The development site for Avalon Park Daytona Beach stretches along the south side of State Road 40/Granada Boulevard from Tiger Bay State Forest east to where the north section of Tymber Creek Road currently ends just south of Granada.

The development would be built out over 10 to 15 years.

It would include a downtown-like town center along State Road 40/Granada. The town center would have 730,000 square feet of retail space — roughly twice the size of the Daytona Beach Tanger Outlets mall — and 270,000 square feet of office space.

Avalon Park Daytona Beach would also have 5,000 single-family homes and 5,000 “high density” multifamily residential units such as townhouses, condominiums and apartments, said Halle.

The project would include a large amenities center that would include a clubhouse, recreational facilities and bicycle and walking trails. The community would also have several neighborhood pocket parks.

Plans call for 1,000 acres on the southwest side of the development to be set aside as wetlands and open space conservation land.

The developers also plan to donate two acres to the Daytona Beach Fire Department for the creation of a fire station, Halle said.

“We’d like to see a K-12 school here as well,” he said.

“Building a town of this magnitude allows us to build in a compact and contiguous manner that discourages urban sprawl and has a much lighter environmental impact than typical suburban development,” said Beat Kahli, the CEO of Avalon Park Group/sitEX, in a late March press release.

Kahli was not available for an interview this past week.

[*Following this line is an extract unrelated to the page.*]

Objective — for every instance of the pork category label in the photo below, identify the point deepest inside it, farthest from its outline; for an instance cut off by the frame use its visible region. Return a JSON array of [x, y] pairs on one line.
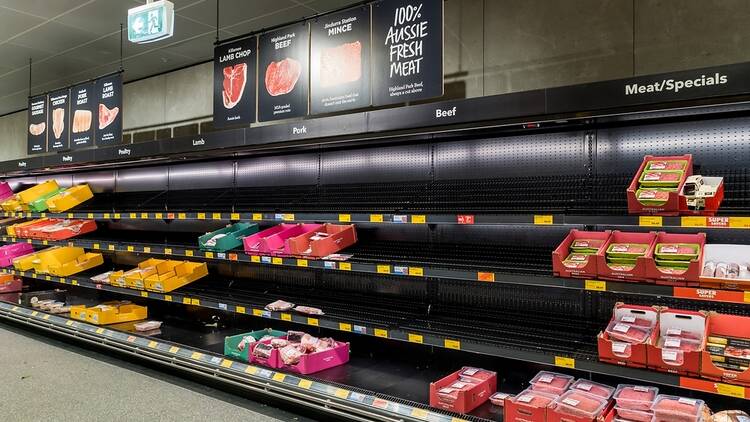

Volusia County Traffic Engineering Director Jon Cheney said the county has been “supportive of the development team’s proposed traditional neighborhood design with inner-connected streets and mixed land uses to reduce congestion on state and county roads.

“We’re setting up a meeting to discuss details of their financial road improvement proposal, road projects suggested for financing and the financial risk to the County and City.”

Chisholm said he visited Avalon Park Downtown East Orlando and came away impressed.

“It’s really a nice development, the kind that we’d like to see in Daytona Beach,” Chisholm said.

Halle said Avalon Park Daytona Beach would be similar to his company’s now nearly fully-built out Orlando development.

“They (Avalon Park Group) came in with answers as opposed to asking us to do something for them,” Chisholm said. “That’s not normally what happens. They’re the kind of partner you’d want to have.”